To prevent ‘export rejection’ due to chemical residues

SBU Hamidiye Institute of Health Sciences, Lecturer in the Department of Biotechnology. Çzge Dinç states that hypochlorous acid, which was used to disinfect hands and skin during the epidemic, was classified as safe for food contact by the US Food and Drug Administration (FDA). Dinç said: “After the collection of fresh fruits and vegetables in our country and around the world, various protective chemicals are used. The products come back. Hypochlorous acid is working. In this sense, it is very convenient without leaving harmful residues and providing a high level of microbial protection.

“We plan to get Turkey data”

Noting that hypochlorous acid is widely used in agriculture in some countries like Russia, Japan and the Netherlands, Dr. Dink says the reason it has not spread widely in Turkey is because of the lack of data on how it will be applied to a large-scale application in terms of our country’s agriculture and supply. Dinç says: “Physical differences in the logistics chain, temperature differences brought by both distance and season actually affect product degradation more than other European countries. So, through this project, we aim to obtain ‘Turkey data’. By conducting research, we will ensure proper use of hypochlorous acid in agriculture in our own country. The place, Hypochlorous Acid, we want to justify the widespread use of acid in agriculture. “

“Even one day delay in storage will bring economic benefits”

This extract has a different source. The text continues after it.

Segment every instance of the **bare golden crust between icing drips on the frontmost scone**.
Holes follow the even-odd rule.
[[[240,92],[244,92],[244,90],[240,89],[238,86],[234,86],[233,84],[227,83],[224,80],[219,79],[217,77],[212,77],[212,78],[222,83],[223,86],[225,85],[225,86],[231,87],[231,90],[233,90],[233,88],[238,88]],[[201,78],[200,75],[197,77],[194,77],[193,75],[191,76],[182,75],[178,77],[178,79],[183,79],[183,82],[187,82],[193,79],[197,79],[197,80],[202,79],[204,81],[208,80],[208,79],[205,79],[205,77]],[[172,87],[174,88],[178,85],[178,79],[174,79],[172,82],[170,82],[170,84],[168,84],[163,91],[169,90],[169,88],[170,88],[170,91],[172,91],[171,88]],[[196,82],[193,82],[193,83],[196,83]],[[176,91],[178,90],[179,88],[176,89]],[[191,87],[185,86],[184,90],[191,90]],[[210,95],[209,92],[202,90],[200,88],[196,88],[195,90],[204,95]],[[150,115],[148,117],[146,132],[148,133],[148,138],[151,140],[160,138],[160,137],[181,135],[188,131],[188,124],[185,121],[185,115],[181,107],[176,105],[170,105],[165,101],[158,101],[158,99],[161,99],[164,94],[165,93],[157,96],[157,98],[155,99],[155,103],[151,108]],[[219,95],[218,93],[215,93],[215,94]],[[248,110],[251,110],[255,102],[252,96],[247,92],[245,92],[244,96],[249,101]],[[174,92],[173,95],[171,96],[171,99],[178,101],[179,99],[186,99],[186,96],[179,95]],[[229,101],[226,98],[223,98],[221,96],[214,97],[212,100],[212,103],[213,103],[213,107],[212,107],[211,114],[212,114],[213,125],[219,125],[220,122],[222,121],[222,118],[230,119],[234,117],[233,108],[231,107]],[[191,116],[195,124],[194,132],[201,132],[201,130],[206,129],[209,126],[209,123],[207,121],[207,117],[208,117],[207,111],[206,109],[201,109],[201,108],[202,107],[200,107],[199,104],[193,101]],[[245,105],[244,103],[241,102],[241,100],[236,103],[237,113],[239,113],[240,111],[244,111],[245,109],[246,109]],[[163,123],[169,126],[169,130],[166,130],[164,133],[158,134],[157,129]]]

Dinch said the project would measure the extent to which damage to fruits and vegetables could be prevented and that there was no loss of food value. “When the project is completed, the product will be approved by the Ministry of Agriculture.” We will conduct a ‘real-scale’ trial of the acid. Logistic network with various data loggers. “Once the project is completed and implemented, there will be a delay in food loss. Not only will this one day give us economic benefits, we will also breathe new life into the Turkish agricultural sector through this project, “he said. Dr. Çzge Dinç added that laboratory-scale forms of hypochlorous acid derived from salt water could generate up to 15 tons per month in their own production generators.